Austin disse que vinte países participariam nesta coligação, incluindo a Espanha. Segundo o site de notícias El Confidencial e o diário El País, este anúncio causou descontentamento no governo espanhol, que não foi consultado previamente.
A porta-voz do governo espanhol, Pilar Alegría, alertou que a Espanha “nunca participaria numa operação [de forma] unilateral” e exerceria “a máxima cautela”.
A formação desta coalizão constitui uma fonte adicional de tensão para as relações entre Madri e Washington, recentemente perturbadas por um caso de espionagem. A Espanha expulsou discretamente dois agentes americanos que se infiltraram nos serviços secretos espanhóis.
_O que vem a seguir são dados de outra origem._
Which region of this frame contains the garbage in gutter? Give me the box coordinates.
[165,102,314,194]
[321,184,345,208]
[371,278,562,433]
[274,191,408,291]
No seu comunicado de imprensa, o Ministério da Defesa considera, no entanto, oportuno esclarecer que “Espanha é e será sempre um aliado sério e confiável” das missões militares da UE, da Otan e das Nações Unidas, “como demonstram os 3 mil homens e mulheres das forças armadas espanholas” atualmente empenhados em missões de paz.
Drones derrubados
No sábado (23/12), os Estados Unidos anunciaram que quatro drones que seguiam em direção a um destroyer americano no sul do Mar Vermelho foram derrubados. Tudo indica que eles tenham sido lançados de áreas do Iêmen controladas pelos houthis.
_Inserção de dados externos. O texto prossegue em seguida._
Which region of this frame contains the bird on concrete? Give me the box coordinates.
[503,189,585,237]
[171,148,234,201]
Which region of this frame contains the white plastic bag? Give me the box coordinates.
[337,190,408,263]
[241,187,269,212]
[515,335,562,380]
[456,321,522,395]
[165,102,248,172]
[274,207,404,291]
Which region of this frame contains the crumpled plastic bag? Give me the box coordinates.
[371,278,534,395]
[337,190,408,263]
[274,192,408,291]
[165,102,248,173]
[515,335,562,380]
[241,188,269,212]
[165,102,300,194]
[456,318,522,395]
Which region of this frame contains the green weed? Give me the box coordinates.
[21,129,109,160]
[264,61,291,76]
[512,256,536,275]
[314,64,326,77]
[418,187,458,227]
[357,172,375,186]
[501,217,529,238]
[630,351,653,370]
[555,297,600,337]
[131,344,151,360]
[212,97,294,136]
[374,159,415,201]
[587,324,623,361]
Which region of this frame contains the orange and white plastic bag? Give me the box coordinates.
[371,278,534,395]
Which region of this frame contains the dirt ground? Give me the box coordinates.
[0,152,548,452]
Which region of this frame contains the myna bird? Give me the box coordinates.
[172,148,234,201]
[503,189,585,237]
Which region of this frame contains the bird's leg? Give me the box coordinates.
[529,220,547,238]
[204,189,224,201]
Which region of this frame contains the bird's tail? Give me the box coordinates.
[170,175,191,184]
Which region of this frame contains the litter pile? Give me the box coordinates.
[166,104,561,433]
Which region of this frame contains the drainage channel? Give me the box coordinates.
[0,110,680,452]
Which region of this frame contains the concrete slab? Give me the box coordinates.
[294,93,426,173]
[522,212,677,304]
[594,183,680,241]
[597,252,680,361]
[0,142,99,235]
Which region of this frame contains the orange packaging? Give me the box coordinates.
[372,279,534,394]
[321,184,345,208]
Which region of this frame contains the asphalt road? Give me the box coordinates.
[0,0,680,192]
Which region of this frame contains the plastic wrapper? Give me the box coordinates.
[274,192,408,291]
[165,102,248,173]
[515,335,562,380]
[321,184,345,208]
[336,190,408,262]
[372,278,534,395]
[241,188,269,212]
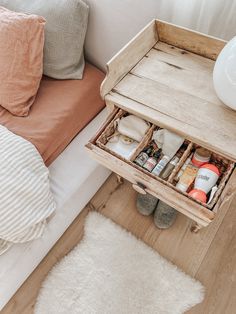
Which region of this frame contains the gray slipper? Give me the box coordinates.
[154,201,177,229]
[136,193,158,216]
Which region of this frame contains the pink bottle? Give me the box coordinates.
[189,164,220,203]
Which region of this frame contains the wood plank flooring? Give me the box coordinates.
[1,175,236,314]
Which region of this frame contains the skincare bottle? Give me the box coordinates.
[152,155,170,176]
[161,156,179,180]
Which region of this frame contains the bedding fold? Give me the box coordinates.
[0,125,56,255]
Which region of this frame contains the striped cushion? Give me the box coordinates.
[0,125,56,254]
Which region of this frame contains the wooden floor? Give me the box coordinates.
[1,175,236,314]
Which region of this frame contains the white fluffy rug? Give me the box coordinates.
[35,212,204,314]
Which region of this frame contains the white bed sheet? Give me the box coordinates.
[0,109,110,310]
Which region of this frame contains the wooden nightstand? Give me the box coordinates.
[86,20,236,231]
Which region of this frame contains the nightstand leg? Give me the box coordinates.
[116,174,124,185]
[190,222,203,233]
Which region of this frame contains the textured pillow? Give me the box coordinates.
[0,0,89,79]
[0,7,45,116]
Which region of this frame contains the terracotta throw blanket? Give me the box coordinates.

“Esses ataques são os 14º e 15º contra navios comerciais dos rebeldes houthis desde 17 de outubro”, disse o Comando Central americano (Centcom) em uma mensagem no X, antigo Twitter.
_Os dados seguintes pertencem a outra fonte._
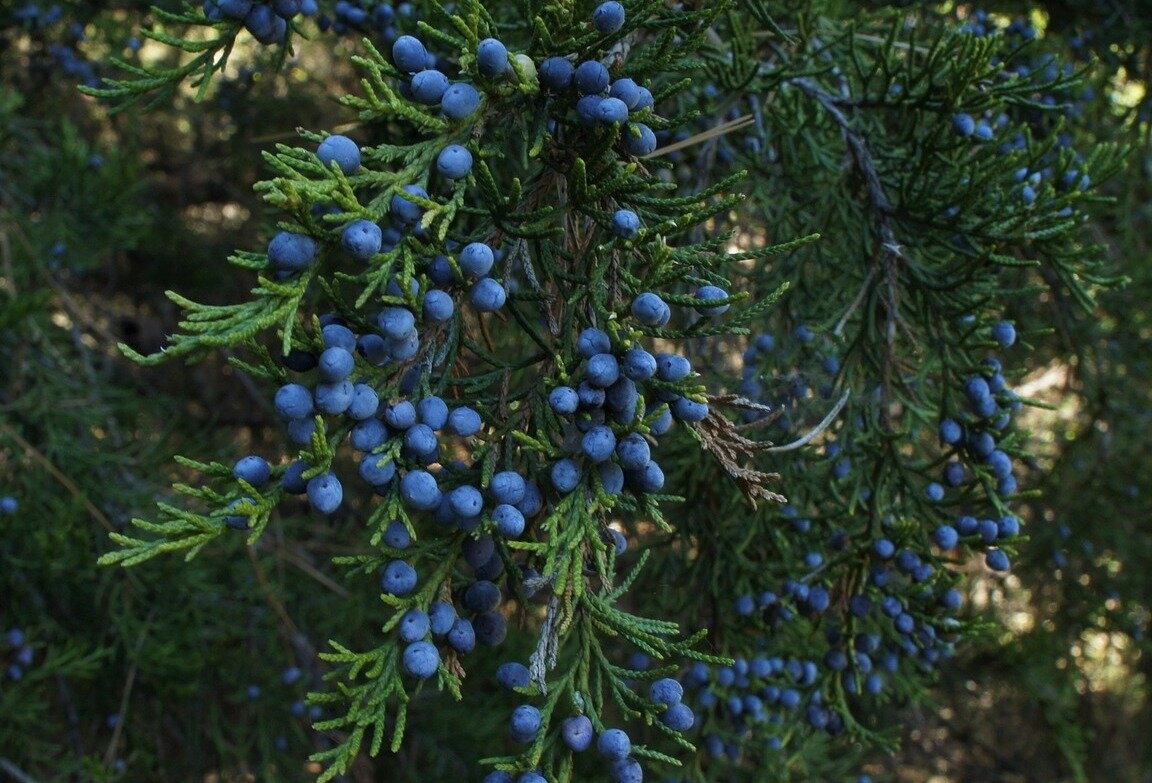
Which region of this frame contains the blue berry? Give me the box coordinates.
[952,114,976,136]
[440,82,480,120]
[429,601,456,637]
[232,454,272,487]
[621,348,657,381]
[608,76,643,111]
[457,247,495,278]
[592,0,624,36]
[244,3,288,46]
[280,459,311,495]
[611,758,644,783]
[400,470,441,511]
[447,484,484,519]
[274,383,313,419]
[314,380,356,416]
[308,472,344,514]
[476,38,511,78]
[317,347,356,383]
[497,661,530,691]
[392,36,429,74]
[560,715,594,753]
[510,705,543,743]
[447,617,476,654]
[932,525,960,549]
[631,291,672,326]
[396,608,431,643]
[488,470,528,505]
[384,400,416,432]
[992,321,1016,348]
[468,278,508,312]
[655,354,692,383]
[596,729,632,760]
[267,231,316,272]
[382,520,412,549]
[222,497,256,529]
[596,96,628,126]
[435,144,472,180]
[348,418,388,451]
[403,639,440,679]
[585,354,620,388]
[464,579,502,613]
[574,60,611,96]
[649,677,684,707]
[940,419,964,446]
[402,424,440,464]
[340,219,384,261]
[612,210,641,240]
[581,425,616,462]
[409,68,448,106]
[552,457,581,495]
[660,702,696,731]
[316,135,361,174]
[423,288,456,324]
[984,549,1011,571]
[380,560,416,596]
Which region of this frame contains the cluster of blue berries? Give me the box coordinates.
[548,324,708,495]
[953,9,1096,206]
[203,0,319,46]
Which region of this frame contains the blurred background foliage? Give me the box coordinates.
[0,0,1152,783]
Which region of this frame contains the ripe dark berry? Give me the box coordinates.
[612,210,641,240]
[410,68,448,106]
[573,60,609,96]
[267,229,317,272]
[992,321,1016,348]
[596,729,632,760]
[560,715,593,753]
[380,560,416,596]
[340,219,384,261]
[631,291,672,326]
[457,242,495,278]
[316,135,361,174]
[403,640,440,679]
[468,278,508,312]
[396,608,431,643]
[476,38,511,78]
[400,470,441,511]
[509,705,543,743]
[440,82,480,120]
[592,0,624,36]
[392,36,429,74]
[232,454,272,487]
[435,144,472,180]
On December 23 two Houthi anti-ship ballistic missiles were fired into international shipping lanes in the Southern Red Sea from Houthi controlled areas of Yemen. No ships reported being impacted by the ballistic missiles.
Between 3 and 8 p.m. (Sanaa time), the USS LABOON (DDG… pic.twitter.com/jcBisbXBaS
— U.S. Central Command (@CENTCOM) December 24, 2023
Os rebeldes houthis, aliados do Irã, que controlam a maior parte do Iêmen, estão atrapalhando o comércio marítimo mundial ao atacar navios que passam pelo Estreito de Bab el Mandeb, no extremo sul do Mar Vermelho, em resposta à guerra liderada por Israel em Gaza.
O Comando Central americano disse ter respondido aos pedidos de socorro de dois navios atacados neste fim de semana.
Um navio-tanque de bandeira norueguesa relatou ter evitado por pouco um ataque de drone e um navio-tanque de propriedade gabonesa e de bandeira indiana disse que foi atingido.
Dois mísseis balísticos também foram “disparados contra rotas marítimas internacionais no sul do Mar Vermelho, a partir de áreas do Iêmen controladas pelos huthis”. “Nenhum navio foi atingido” por esses disparos, informou o Centcom na mensagem.